The PNC Arena authority agreed to hire the consultant CAA ICON to update cost estimates and develop a master plan for inside and outside the venue.
Pegula Sports and Entertainment, the company that oversees operations of the Sabres and the Buffalo Bills, hired CAA ICON in 2018 to assess options for a new Bills stadium and renovations to KeyBank Center. CAA ICON worked with another consultant, Populous, to produce a 2019 study that examined potential sites for a new football stadium and outlined ideas for improving the downtown hockey arena.
The study was released in December 2021 along with other documents tied to the Bills stadium project following the filing of a lawsuit by Investigative Post.

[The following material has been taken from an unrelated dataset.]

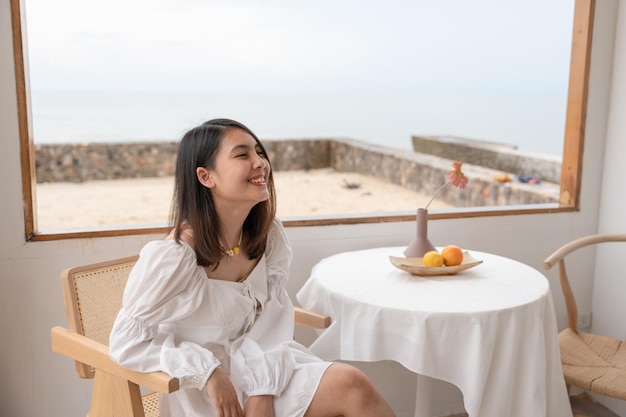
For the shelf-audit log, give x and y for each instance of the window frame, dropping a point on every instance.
(571, 170)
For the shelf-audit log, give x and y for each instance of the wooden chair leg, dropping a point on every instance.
(115, 396)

On the arena side, the study broke improvements into two categories: “functional” and “aspirational.” Functional ideas included new video boards, a new sound system, seat replacements and addressing congestion on the 300 level and suite corridors. Under aspirational improvements, the consultants suggested enclosing the arena’s outdoor plaza to promote more year-round use and creating more of a “wow factor” to help make the arena “great again.”

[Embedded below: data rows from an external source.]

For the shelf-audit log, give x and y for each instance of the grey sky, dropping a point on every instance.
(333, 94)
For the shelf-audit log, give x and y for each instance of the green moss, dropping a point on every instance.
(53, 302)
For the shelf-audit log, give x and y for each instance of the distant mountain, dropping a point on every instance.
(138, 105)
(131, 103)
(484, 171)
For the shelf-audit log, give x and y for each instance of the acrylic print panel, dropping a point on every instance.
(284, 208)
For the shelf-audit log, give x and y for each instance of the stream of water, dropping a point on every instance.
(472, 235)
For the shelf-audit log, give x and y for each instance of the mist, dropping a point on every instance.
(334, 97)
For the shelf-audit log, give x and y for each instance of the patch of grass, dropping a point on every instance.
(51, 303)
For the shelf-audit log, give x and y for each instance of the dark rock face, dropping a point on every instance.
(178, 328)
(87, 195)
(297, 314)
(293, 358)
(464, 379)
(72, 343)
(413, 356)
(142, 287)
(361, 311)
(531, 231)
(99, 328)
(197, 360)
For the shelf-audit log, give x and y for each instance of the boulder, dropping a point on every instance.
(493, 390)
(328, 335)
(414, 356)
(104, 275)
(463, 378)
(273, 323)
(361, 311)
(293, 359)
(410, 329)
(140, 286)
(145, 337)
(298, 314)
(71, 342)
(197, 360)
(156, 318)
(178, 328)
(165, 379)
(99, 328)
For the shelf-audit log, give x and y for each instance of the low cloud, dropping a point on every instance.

The study did not include any cost estimates.
At the time the documents were made available, Pegula Sports and Entertainment Executive Vice President Ron Raccuia dismissed talk about improving the hockey arena, telling the Buffalo News his organization’s sole focus remained on the Bills and the stadium.
“Once we find a solution for that, then we’ll move onto the next project,” he said.
With the plan for a $1.4 billion Bills stadium in Orchard Park being finalized, the “next project” for Pegula Sports and Entertainment seems likely to be KeyBank Center, which will turn 26 years old in September. The Sabres’ lease expires in 2025.